The lack of new supply is due to a sharp rise in economic rents – the level of rent at which the construction of a new development becomes feasible – in Perth since 2021, with a mix of rising costs and market pressures putting the brakes on new office development, according to Knight Frank’s ‘High economic rents drive Perth supply drought’ report.
“Economic rents have surged due to a significant rise in construction costs, interest rates and incentives, as well as a softening in yields – and the resulting fall in asset valuations,” said Knight Frank Senior Economist Alistair Read, who authored the report.
“Economic rents for premium office towers in the Perth CBD have doubled since Q1 2021 to now sit at $1,280 per square metre.
“That’s 46% higher than the $880 per square metre forecast level of rent upon development completion, assuming a building was to start being constructed now and completed in Q4 2028.
“While economic rents have doubled over the past five years, over the same period premium rents have risen by just 22%.
“This historically wide gap between economic and forecast rent underscores the challenge of achieving financial feasibility for new office developments in the current market environment.
“As a result, the pipeline for new office supply in the CBD has diminished substantially, which will lead to a drought in new office supply over the coming years.
“While other cities around Australia will also face a lack of supply for premium CBD office stock, Perth stands out as a city with a particularly scarce supply pipeline. There is no new supply under construction that is expected to be completed beyond 2025, marking a record low.”


The Knight Frank research found Perth CBD premium office market rents are forecast to rise as supply tightens, with net effective rents to grow at an average rate of 9.1% per annum from Q4 2025 to Q4 2030, well above the 10-year average to Q4 2025 of 1.9% per annum.
“Premium net face rents are forecast to rise by 5.8% in 2026 and continue to accelerate until 2030 with no new supply, closing the gap to economic rents,” said Mr Read.
“Development is forecast to be once again viable around 2030, which means there may not be any new premium developments completed until 2033.”
Knight Frank Head of Tenant Representation WA Alyson Martinovich said: “We expect availability, particularly at the top end of the market, will tighten and rents across the board to rise, and as tenants will have fewer options available to consider at lease expiry. As such, we are recommending our clients bring forward their evaluations and decisions about their space requirements.
“This is particularly the case for large tenants searching for new, best-in-class, contiguous space that is available through new developments.
“With strong rent growth forecast for Perth CBD offices, tenants may also look to optimise their leased space to minimise costs.
“This could lead to tenants reducing their footprint as well as sustained or increased working from home to offset the rise in rents.
“Given new development seems unfeasible until the gap between economic and actual rents closes, we expect to see an increase competition for higher quality space from tenants, and a sustained rise in volume of lease renewals.
“Lease renewals allow occupiers to remain relatively cost neutral.
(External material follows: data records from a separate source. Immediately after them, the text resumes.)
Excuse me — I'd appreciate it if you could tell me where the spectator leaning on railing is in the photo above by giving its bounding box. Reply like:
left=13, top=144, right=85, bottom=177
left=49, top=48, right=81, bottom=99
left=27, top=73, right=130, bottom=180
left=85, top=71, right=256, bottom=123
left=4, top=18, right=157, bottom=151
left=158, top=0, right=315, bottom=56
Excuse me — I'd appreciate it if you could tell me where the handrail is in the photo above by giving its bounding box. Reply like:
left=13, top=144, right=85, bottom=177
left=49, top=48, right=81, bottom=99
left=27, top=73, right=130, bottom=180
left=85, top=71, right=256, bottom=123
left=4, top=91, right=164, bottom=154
They can avoid substantial capex investment and use rent abatement to support cash flow.
“Larger tenants who have a clear trigger to relocate may have a challenge, particularly if they delay decisions.”
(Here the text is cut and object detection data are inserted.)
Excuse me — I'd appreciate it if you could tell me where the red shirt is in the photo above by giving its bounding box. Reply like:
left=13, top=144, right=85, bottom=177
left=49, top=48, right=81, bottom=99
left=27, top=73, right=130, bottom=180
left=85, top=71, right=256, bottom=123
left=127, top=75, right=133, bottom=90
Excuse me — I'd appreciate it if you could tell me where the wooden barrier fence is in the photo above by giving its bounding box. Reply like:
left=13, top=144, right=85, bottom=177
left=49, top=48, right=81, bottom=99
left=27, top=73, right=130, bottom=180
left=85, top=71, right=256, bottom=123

Knight Frank Managing Director WA Jeremy Robotham said the current vacancy rate of 10.8% for premium stock in Perth’s CBD office market was expected to tighten relatively quickly as tenants bring forward their movements.
“With no new premium supply on the horizon, competition for high-quality space is likely to intensify, placing further upward pressure on rents.
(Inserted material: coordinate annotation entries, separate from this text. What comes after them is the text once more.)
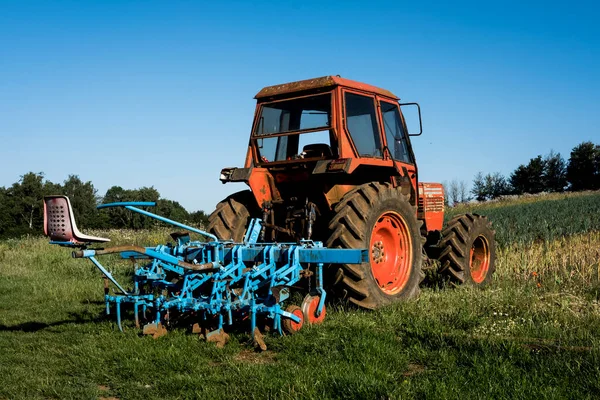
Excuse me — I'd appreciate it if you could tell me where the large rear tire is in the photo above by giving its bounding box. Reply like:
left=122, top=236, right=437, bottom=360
left=327, top=182, right=425, bottom=309
left=439, top=214, right=496, bottom=286
left=208, top=190, right=258, bottom=242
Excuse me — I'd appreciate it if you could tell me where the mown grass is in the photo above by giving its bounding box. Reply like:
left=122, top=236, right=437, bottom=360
left=0, top=194, right=600, bottom=399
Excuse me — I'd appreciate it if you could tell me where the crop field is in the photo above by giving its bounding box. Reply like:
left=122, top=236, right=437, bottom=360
left=0, top=192, right=600, bottom=399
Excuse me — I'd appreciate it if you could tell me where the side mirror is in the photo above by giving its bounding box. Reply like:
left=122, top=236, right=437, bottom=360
left=400, top=103, right=423, bottom=136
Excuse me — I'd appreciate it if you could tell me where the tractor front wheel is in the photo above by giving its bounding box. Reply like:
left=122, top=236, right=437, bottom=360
left=439, top=214, right=496, bottom=286
left=327, top=182, right=424, bottom=309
“In the first instance, we are already seeing rents required on a pre-commitment basis for new towers rising significantly to make new development feasible. This, and the growing scarcity of new product, will then drive improvements in occupancy and rental growth for existing premium and A-grade assets. This has begun in the CBD and will gradually extend to non-CBD areas.
“A tighter leasing market sets the stage for a rebound in Perth’s capital markets. Stronger rent growth and rising returns should draw capital back into the city, with improving liquidity helping investors transact more easily and re-enter the market with greater confidence.”